The court denied the motion for prejudgment interest. In doing so, the court first found that Pye had properly requested prejudgment interest in his complaint and closing statement. However, the court also noted that it had "instructed [Pye] to prepare the judgment." In doing so, the court assumed (erroneously, as it turned out) that plaintiff would include in that document matters best left to the plaintiff to compute: costs, if the figures were then available, interest, or at least a statement concerning postjudgment interest, and similar matters. The court further found, "It is abundantly clear that prejudgment interest is a part of a judgment, not an item of cost, and none of the procedures whereby plaintiff might seek augmentation or modification of the judgment appear to be available. It is no comfort to plaintiff to know that the Court would have approved a judgment that included prejudgment interest, as he is clearly entitled to it. However caused, by failure of communication by the Court concerning preparation of the Judgment, or inattention of the Court or counsel to inclusion of the prejudgment interest in the judgment, there appears to be no remedy available to plaintiff, or to the Court, for that matter, to rectify what appears to be an oversight or error. But for the decision in [North Oakland, supra, 65 Cal.App.4th 824], this Court would be inclined to add prejudgment interest to the previously approved Judgment, as a matter of justice and equitable administration thereof. However, this trial court is in no position to openly act contrary to a published opinion of a California appellate court."

DISCUSSION

I. MOTION TO DISMISS APPEAL

Robinson and Robinson Ford have brought a motion to dismiss this appeal, asserting Pye's notice of appeal is untimely. Specifically, they argue that the appeal should have been from the judgment in this matter, not the postjudgment motion to add prejudgment interest. We reject this contention.

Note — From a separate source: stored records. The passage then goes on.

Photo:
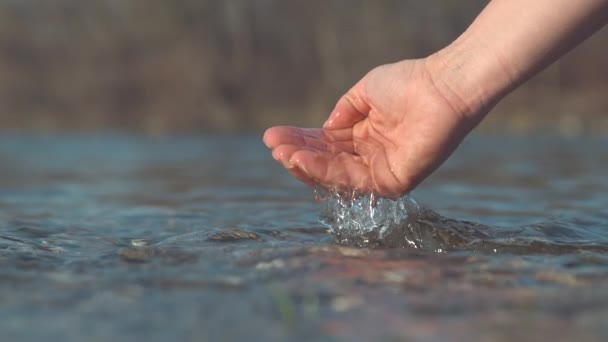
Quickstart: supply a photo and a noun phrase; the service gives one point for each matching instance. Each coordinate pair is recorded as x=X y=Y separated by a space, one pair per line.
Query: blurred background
x=163 y=67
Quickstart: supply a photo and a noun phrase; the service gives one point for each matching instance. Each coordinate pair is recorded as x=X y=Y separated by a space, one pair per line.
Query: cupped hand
x=385 y=135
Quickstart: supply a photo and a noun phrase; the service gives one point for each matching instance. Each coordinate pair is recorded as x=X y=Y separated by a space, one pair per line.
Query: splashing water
x=364 y=219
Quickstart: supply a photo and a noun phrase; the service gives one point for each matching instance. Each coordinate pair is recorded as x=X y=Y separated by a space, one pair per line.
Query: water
x=122 y=238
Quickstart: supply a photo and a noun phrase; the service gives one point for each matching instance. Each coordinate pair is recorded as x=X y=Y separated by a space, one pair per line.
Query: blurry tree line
x=172 y=66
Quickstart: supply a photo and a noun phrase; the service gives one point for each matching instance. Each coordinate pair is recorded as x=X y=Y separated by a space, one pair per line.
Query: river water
x=113 y=238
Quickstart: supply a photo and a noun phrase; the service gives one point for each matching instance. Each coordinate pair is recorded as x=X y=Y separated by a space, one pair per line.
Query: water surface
x=115 y=238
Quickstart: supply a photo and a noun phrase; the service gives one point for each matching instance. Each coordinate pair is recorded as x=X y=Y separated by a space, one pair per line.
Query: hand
x=387 y=134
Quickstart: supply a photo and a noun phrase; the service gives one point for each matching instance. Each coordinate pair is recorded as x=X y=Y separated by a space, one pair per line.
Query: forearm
x=509 y=42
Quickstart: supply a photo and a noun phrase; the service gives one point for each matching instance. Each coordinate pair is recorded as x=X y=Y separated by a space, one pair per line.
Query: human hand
x=387 y=134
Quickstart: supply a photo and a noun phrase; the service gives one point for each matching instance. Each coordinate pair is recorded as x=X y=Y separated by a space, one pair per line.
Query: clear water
x=115 y=238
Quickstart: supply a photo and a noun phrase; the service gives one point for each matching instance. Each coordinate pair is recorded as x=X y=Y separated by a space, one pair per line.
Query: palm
x=386 y=135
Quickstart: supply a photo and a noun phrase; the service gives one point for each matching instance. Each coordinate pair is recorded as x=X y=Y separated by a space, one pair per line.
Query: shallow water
x=114 y=237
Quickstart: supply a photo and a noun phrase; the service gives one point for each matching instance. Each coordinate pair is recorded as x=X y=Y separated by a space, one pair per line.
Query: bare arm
x=401 y=121
x=509 y=42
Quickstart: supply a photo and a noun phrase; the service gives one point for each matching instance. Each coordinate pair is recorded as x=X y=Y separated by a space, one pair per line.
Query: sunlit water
x=115 y=238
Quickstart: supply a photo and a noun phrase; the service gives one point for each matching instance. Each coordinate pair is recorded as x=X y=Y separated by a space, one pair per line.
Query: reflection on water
x=208 y=239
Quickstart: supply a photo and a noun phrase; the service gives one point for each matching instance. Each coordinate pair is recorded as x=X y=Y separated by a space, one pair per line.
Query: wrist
x=470 y=77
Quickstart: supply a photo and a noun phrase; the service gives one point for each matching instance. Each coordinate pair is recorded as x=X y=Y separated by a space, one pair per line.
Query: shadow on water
x=117 y=237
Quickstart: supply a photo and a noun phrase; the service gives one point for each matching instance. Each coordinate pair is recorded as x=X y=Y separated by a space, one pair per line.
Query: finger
x=341 y=171
x=350 y=109
x=283 y=154
x=279 y=135
x=313 y=139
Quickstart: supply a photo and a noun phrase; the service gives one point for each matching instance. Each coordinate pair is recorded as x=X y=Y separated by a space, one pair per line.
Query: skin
x=401 y=121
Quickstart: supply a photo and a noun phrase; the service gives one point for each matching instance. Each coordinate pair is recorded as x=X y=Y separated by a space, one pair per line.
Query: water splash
x=367 y=220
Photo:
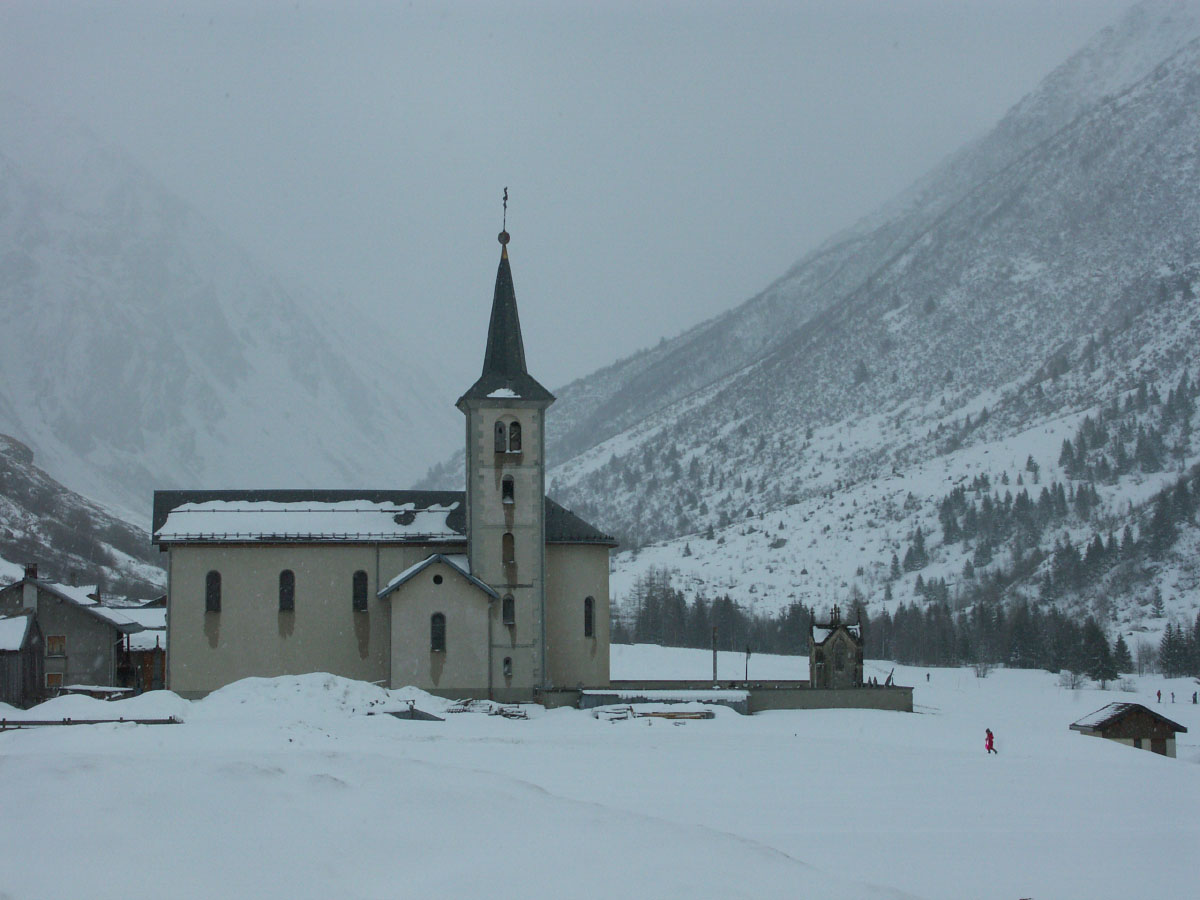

By order dated May 29, 2008, we ordered the motion to dismiss the appeal be considered with the appeal.

Section 904.1, subdivision (a) provides in part: "An appeal, other than in a limited civil case, may be taken from any of the following: [¶] (1) From a judgment, except (A) an interlocutory judgment, other than as provided in paragraphs (8), (9), and (11), or (B) a judgment of contempt that is made final and conclusive by Section 1222. [¶] (2) From an order made after a judgment made appealable by paragraph (1)."

An order denying a motion to set aside a judgment under section 473 is appealable under this section as an order after judgment. (Prieto v. Loyola Marymount University (2005) 132 Cal.App.4th 290, 294, fn. 4; Hollister Convalescent Hospital, Inc. v. Rico (1975) 15 Cal.3d 660, 663.) Similarly, an order denying an award of costs is appealable under this section. (Kajima Engineering & Construction, Inc. v. Pacific Bell (2002) 103 Cal.App.4th 1397, 1402.)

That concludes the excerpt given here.